Minutemen end vigil, claim success:

    Volunteers recruited over the Internet to monitor illegal entrant activity along a stretch of Arizona's border ended their monthlong efforts Saturday as they began - peering through binoculars along a dusty border road.

    Members of the Minuteman Project hailed results as a huge success, and organizers plan to expand the mission to the other states bordering Mexico, as well as to parts of the Canadian border - in Idaho, North Dakota, Vermont and Michigan. They also plan to take on employers who hire illegal immigrants.

    "This could not have been done without all of you. You did this together - you the people," co-organizer Chris Simcox told some 150 Minutemen and supporters at a last-day meeting outside a church in Palominas.

    Simcox said the project has inspired millions of supporters across the country and reiterated a message he delivered to congressmen last week in Washington: The people will lead themselves "in an effort to secure our borders, to protect our families, our children, our neighbors and our way of life."

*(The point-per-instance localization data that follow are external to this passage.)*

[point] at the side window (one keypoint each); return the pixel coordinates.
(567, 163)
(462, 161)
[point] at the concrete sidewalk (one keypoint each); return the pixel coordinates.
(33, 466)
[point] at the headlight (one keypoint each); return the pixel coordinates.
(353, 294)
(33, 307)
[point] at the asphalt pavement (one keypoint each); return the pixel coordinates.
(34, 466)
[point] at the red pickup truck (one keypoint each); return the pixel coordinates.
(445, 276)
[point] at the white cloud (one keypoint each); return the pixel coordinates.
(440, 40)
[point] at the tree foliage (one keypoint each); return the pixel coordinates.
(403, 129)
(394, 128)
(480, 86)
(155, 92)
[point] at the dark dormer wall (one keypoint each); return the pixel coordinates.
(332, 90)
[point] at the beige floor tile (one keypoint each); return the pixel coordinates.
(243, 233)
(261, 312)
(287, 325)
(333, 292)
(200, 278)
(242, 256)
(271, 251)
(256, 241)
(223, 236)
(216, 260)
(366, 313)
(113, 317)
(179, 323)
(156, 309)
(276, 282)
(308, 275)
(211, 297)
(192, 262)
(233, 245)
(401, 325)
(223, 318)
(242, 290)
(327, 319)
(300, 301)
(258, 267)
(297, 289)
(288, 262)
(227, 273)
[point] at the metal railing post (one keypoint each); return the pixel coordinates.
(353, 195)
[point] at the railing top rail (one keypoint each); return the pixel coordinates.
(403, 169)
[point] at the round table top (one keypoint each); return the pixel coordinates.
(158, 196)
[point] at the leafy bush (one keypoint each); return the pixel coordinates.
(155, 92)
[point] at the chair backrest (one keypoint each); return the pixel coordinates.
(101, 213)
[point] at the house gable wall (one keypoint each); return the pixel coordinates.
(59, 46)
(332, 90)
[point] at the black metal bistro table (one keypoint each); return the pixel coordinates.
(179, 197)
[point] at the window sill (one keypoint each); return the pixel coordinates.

    Founder Jim Gilchrist said the Minutemen had gained the attention of Congress but warned that unless the work continues, "it's going to be viewed as just a monthlong dog and pony show."

    The Minutemen said volunteers' calls to the Border Patrol resulted in 335 apprehensions of illegal immigrants through early Wednesday. Organizers said 876 volunteers went through a four-hour training session and spent at least one eight-hour shift in the field through Friday. Their final eight-hour shift was to end as of 6 a.m. today.

    The Border Patrol keeps statistics on citizen calls and resulting apprehensions, but did not publicly break down whether calls came from project volunteers.

    Of the 1.1 million illegal immigrants the Border Patrol apprehended last year, more than half entered the country through the Mexico-Arizona border, and its porousness has become a focus of contention over possible intelligence reports that al-Qaida terror operatives could enter the same way.

    Critics, including Border Patrol officials, have said the Minutemen were little more than a nuisance and distraction that attracted significant attention from the media and from civil rights groups watching volunteers for possible rights violations.

    But a majority of registered Arizona voters polled said they favored what the Minutemen did.

    Trucker Mike Minatrea, 39, of New Braunfels, Texas, a ham radio operator who was stationed near Naco for a week with his wife, Kristi, a registered nurse, said the Minuteman Project "has told the rest of America what they can do to get something done" by protesting in a calm, orderly and productive fashion.